Pour les jeunes générations qui arrivent sur le marché du travail, la loi Pacte tombe à pic. Une étude menée en 2018 par le Boston Consulting Group, un cabinet de conseil en stratégie, indique que les jeunes souhaitent exercer un travail en phase avec leurs valeurs, un travail utile, qui « serve l’intérêt général » et « améliore la vie des gens ». La loi répond donc à une aspiration essentielle.
Et l'Etat dans tout ça ?
Les Français seraient-ils en train de se réconcilier avec les entreprises et leurs dirigeants ? Face au désamour que subissent les institutions politiques, l’éducation, les médias, l’univers de l’entreprise peut effectivement apparaître comme un recours, celui où l’action prédomine sur la parole, et qui est à même de faire changer les choses.
Pas si étonnant, au fond, quand on sait que certaines multinationales, les GAFAM, ont un chiffre d’affaires supérieur au PIB de petits pays, et que leurs patrons fondateurs sont plus connus, lus ou écoutés que bien des chefs d’État. Toujours selon le baromètre Elan-Edelman, 80 % des citoyens considèrent que c’est aux dirigeants d’entreprises d’amorcer des mouvements sociétaux !

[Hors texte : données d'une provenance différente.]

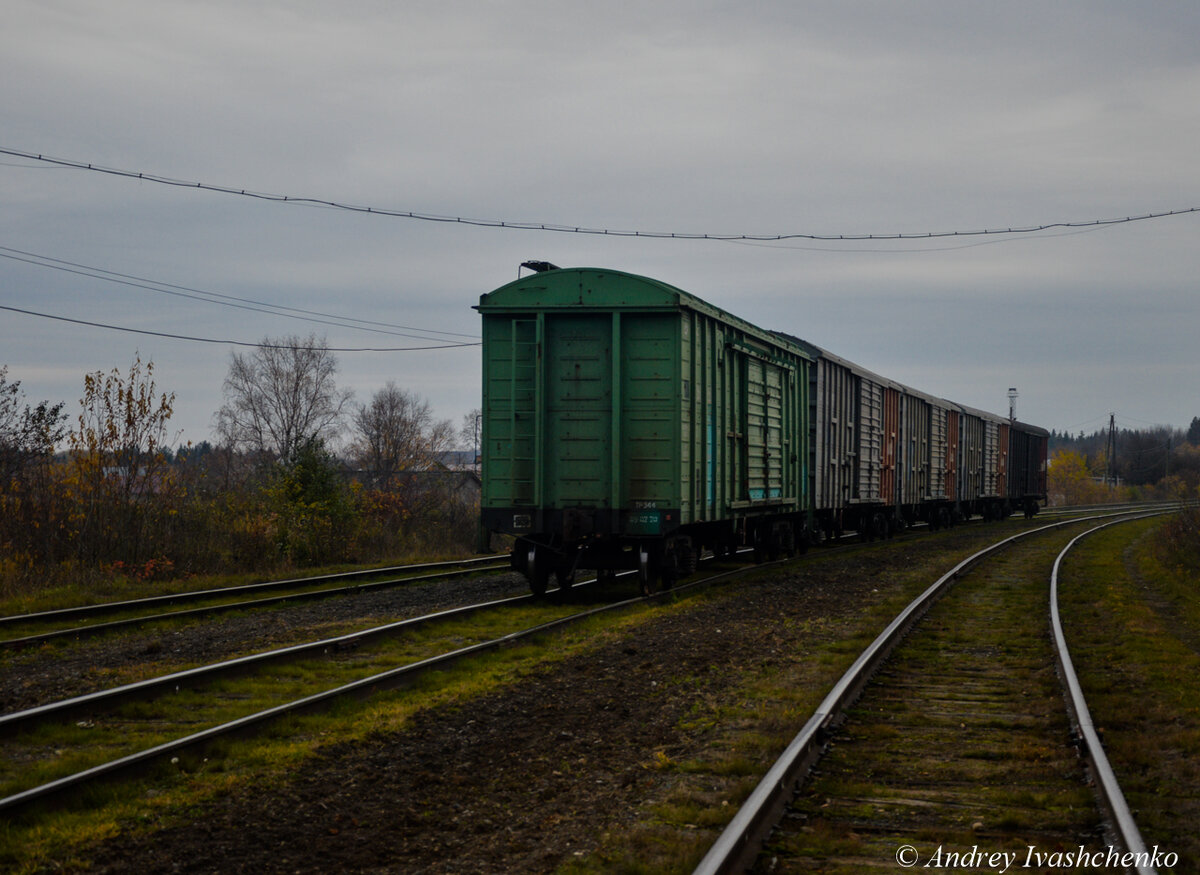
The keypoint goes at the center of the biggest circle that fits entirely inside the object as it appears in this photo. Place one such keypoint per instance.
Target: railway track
(142, 735)
(959, 733)
(87, 621)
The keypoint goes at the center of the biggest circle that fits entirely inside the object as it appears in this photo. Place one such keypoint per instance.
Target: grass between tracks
(751, 726)
(738, 735)
(169, 792)
(1132, 619)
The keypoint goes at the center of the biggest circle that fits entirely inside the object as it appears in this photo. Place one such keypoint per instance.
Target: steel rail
(391, 678)
(199, 594)
(81, 631)
(88, 702)
(1108, 789)
(743, 838)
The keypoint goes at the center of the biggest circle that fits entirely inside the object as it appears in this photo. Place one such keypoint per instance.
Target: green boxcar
(628, 424)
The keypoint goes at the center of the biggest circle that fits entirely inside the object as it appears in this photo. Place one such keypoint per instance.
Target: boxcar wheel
(539, 571)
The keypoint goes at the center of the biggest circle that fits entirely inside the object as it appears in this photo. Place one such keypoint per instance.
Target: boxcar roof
(567, 288)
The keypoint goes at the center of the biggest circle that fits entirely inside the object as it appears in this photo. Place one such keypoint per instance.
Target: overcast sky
(695, 118)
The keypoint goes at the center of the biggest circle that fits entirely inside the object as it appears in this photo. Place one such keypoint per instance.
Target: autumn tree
(27, 433)
(395, 432)
(119, 456)
(281, 396)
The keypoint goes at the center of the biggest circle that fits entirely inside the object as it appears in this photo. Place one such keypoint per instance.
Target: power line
(221, 299)
(579, 229)
(229, 342)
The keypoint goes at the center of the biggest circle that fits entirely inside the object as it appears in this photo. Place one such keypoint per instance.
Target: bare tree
(281, 396)
(397, 432)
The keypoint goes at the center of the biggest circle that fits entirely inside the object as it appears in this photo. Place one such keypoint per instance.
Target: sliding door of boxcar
(1002, 447)
(952, 454)
(937, 451)
(577, 456)
(763, 444)
(835, 435)
(869, 457)
(510, 406)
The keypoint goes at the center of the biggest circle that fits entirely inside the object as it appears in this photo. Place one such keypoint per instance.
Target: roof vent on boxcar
(539, 267)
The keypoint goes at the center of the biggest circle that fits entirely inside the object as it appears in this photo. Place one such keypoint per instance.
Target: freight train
(630, 425)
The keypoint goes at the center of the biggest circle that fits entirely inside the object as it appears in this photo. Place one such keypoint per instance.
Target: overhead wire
(580, 229)
(223, 299)
(233, 342)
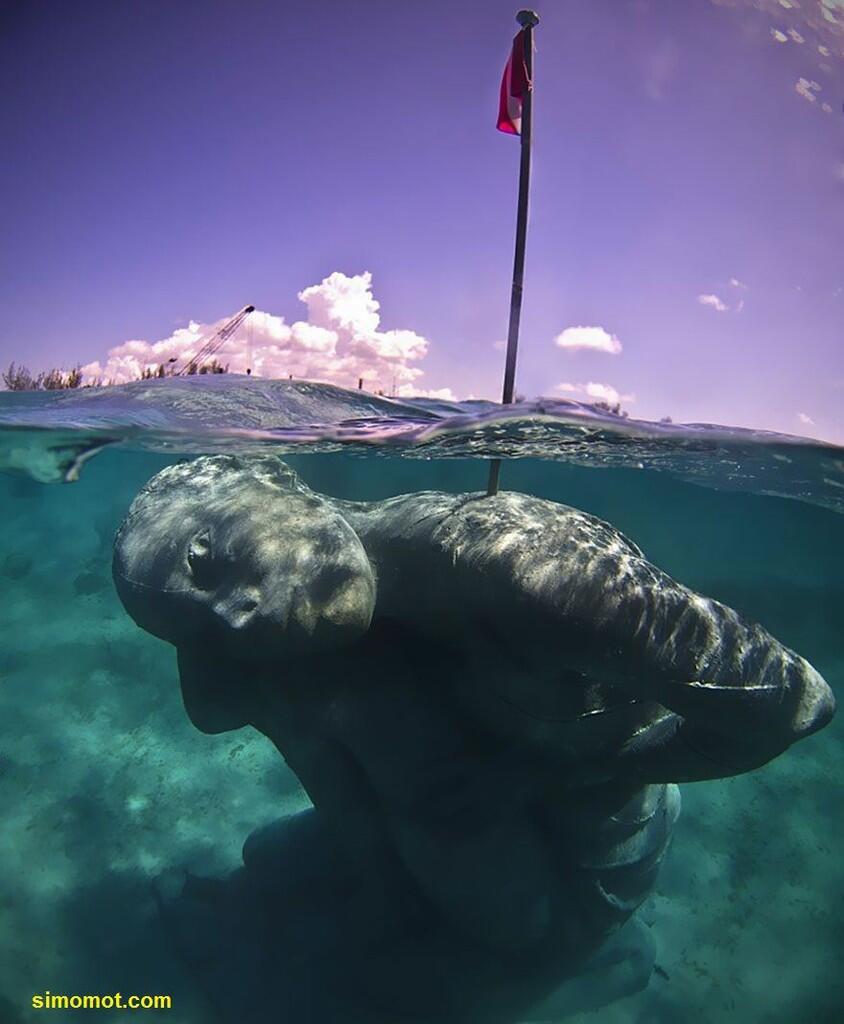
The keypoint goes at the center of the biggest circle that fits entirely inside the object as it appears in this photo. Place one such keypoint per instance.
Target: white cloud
(807, 89)
(339, 342)
(597, 391)
(714, 302)
(593, 338)
(607, 393)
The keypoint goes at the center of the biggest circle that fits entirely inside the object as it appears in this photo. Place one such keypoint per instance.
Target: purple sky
(167, 162)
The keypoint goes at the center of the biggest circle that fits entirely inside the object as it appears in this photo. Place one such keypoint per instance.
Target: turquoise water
(106, 785)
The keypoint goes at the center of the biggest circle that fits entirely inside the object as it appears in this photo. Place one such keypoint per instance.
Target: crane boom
(215, 342)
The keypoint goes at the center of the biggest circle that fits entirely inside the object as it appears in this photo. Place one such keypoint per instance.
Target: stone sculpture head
(237, 561)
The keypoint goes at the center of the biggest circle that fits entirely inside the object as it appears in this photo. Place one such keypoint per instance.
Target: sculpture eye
(201, 560)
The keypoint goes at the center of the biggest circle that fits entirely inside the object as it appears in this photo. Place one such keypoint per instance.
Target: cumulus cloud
(807, 89)
(593, 338)
(409, 391)
(597, 391)
(340, 341)
(714, 302)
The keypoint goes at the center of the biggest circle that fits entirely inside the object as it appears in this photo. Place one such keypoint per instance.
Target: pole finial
(528, 17)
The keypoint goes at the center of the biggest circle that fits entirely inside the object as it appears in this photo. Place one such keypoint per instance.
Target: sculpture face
(246, 564)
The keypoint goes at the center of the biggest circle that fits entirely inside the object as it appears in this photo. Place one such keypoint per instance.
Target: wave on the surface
(50, 435)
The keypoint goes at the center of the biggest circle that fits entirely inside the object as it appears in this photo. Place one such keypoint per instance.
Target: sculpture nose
(337, 599)
(238, 608)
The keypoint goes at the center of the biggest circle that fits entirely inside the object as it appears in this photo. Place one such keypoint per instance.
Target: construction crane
(214, 343)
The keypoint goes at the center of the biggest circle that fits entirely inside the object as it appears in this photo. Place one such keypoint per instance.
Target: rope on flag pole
(515, 117)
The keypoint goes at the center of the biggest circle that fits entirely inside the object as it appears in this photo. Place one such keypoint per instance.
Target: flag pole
(528, 19)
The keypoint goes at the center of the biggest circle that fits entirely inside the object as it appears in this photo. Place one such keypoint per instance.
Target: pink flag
(514, 86)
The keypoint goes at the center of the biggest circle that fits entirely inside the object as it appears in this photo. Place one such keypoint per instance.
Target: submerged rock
(488, 700)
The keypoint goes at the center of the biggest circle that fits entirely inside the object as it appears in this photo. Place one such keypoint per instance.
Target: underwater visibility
(300, 725)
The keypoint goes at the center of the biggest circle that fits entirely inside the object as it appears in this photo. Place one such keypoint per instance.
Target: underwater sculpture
(488, 700)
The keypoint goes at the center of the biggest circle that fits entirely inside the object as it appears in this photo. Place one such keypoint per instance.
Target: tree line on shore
(18, 378)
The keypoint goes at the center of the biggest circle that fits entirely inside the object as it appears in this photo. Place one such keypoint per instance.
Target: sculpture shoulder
(506, 527)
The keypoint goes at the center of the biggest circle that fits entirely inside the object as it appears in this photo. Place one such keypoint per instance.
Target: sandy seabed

On reproche souvent aux patrons, surtout dans les grandes entreprises, de n’avoir d’yeux que pour la Bourse ou leur compte d’exploitation, bref d’être « court-termistes ». En se donnant un rôle dans la marche et l’équilibre du monde, l’entreprise veut montrer à ses parties prenantes qu’elle propose une vision de long terme. Que ses produits et ses positionnements sont en cohérence avec cette vision. La tentation du greenwashing – axer sa communication sur l’écologie pour redorer son image – ne disparaîtra pas, mais cette pratique nuira de plus en plus à la réputation des entreprises qui font ce choix.
Ne pas confondre RSE et objet social étendu
La Responsabilité sociale – ou sociétale – (RSE) de l’entreprise recouvre les politiques mises en place par celle-ci pour limiter ses impacts sur l’environnement, favoriser l’inclusion sociale, participer au développement économique local, ainsi que le mécénat. Elle n’est ni obligatoire ni contraignante pour l’entreprise.
L’Objet social étendu, pour sa part, est défini par les parties prenantes de l’entreprise afin de définir la mission qu’elle se donne. Il est inscrit dans les statuts et ne peut être modifié que par une procédure de vote.
Cela dit, l’extension sociétale du rôle de l’entreprise ne fait pas l’unanimité. Sans nier que celle-ci doit être responsable, certains recommandent qu’elle reste dans son périmètre. Dans une tribune parue dans Le Monde, l’économiste Jean-Luc Gaffard estime ainsi que « l’entreprise n’a pas à se substituer à l’État dans ses responsabilités sociales et environnementales ». Pour lui, c’est à ce dernier d’agir pour le bien commun et d’édicter les règles qui contraignent l’entreprise à le respecter.